Je voudrais présenter ici l'esquisse d'un troisième modèle, en cohérence avec ce que j'ai appelé : les événements provoqués . Le point de départ est un événement que l'on imagine, préalablement à sa survenue effective. L'expérience se construit ici selon une démarche exploratoire, qui me semble comporter trois éléments :

- le raisonnement par abduction (au sens de Peirce). L'abduction consiste, en quelque sorte, à jeter des hypothèses sur l'avenir et à cheminer intellectuellement à partir d'elles. Insistons sur le fait qu'il ne s'agit pas d'une démarche hypothético-déductive. En fait, les hypothèses sont une conjecture, une imagination risquée du futur. On imagine qu'il puisse se produire tel événement (telle innovation réussie), sans avoir aucun moyen d'en être certain. Le cheminement consiste alors, non pas à vérifier les hypothèses, mais à construire une réalité virtuelle et un cheminement d'action à partir d'elle. Concrètement : on dessine, intellectuellement, l'événement à produire, et on conduit la résolution des problèmes qui apparaissent sur la trajectoire du projet d'innovation.

- l'expérience proprement dite, qui se construit dans le parcours d'actualisation du virtuel. C'est ce que ce parcours apporte de surprenant, et les rectifications qu'il impose de réaliser, qui forme l'expérience. Il est juste de dire que cette expérience s'apparente à l'expérimentation. Mais les sujets acquièrent, si l'on peut dire, une expérience de l'expérience, une expérience des expérimentations successives. Et c'est ce concept d' " expérience de l'expérience " qui rejoint les principes de l'organisation apprenante : on apprend par et sur l'organisation. L'organisation devient elle-même objet d'apprentissage (ce qui se vérifie dans l'organisation par projet).

- la posture exploratoire : ce type de démarche suppose une posture sociale qui prend la réalité, non plus dans sa planification, ni dans sa prévision, mais dans l'exploration de son devenir. On apprend en explorant les lignes du devenir et en modifiant sa conduite lorsque des lignes s'actualisent dans le présent. Le présent lui-même se dédouble. D'un côté, il est fait de la poussée du passé dans la mémoire : les acteurs sont forts de leur expérience passée, qui est présente dans leur puissance d'imagination et d'action. D'un autre côté, il est fait de ce que l'on imagine pouvoir faire. C'est dans ce dédoublement du présent que l'on puise l'expérience.

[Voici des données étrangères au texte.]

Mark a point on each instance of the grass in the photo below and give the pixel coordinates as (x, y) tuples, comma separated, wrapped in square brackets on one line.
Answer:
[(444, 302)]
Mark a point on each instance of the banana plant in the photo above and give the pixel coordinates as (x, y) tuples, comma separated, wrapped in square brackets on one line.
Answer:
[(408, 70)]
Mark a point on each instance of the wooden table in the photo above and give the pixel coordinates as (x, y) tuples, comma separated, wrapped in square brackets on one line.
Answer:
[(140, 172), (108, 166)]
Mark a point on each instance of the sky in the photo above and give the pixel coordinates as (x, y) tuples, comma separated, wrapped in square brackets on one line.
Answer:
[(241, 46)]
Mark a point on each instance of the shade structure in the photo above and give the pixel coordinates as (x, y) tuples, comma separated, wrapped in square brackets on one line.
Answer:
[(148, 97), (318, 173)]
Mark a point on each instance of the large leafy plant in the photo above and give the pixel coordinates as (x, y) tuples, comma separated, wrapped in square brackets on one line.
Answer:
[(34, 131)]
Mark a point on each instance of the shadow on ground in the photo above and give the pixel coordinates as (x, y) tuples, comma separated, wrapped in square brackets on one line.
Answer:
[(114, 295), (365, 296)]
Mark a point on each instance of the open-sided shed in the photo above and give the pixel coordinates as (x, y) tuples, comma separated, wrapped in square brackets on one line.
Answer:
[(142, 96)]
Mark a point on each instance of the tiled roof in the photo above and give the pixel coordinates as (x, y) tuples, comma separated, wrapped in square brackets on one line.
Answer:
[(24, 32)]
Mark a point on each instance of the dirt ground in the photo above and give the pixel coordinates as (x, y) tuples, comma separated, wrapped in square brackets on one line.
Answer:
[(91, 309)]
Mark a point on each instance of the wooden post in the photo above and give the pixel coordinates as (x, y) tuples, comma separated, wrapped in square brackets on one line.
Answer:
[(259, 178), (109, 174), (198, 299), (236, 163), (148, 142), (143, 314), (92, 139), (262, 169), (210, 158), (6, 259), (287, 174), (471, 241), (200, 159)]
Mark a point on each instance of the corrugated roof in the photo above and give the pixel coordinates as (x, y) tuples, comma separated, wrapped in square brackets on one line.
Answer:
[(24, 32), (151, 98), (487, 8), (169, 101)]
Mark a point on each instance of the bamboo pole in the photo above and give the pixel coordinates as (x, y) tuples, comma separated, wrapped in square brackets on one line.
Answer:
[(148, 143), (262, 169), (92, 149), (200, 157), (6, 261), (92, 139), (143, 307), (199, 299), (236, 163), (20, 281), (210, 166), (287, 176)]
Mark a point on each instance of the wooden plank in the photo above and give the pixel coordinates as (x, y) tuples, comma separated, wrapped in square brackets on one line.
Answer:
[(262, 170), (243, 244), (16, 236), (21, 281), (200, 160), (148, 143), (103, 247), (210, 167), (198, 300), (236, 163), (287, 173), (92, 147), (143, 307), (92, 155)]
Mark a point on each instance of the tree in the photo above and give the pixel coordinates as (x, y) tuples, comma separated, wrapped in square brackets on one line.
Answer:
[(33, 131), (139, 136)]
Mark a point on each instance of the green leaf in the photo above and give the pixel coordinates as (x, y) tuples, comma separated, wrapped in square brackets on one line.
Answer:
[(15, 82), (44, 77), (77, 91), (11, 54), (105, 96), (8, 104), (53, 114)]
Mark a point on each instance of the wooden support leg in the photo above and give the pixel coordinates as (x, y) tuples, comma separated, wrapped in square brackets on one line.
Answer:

En conclusion, je dirai simplement que l'élément qui unifie toutes les dimensions de l'organisation apprenante peut s'exprimer ainsi : apprendre de l'instabilité et des mutations, et donc : devenir actif face à cette instabilité, apprendre à s'affronter positivement au devenir (qui par définition est incertain). Et le faire ensemble, dans des démarches communicationnelles.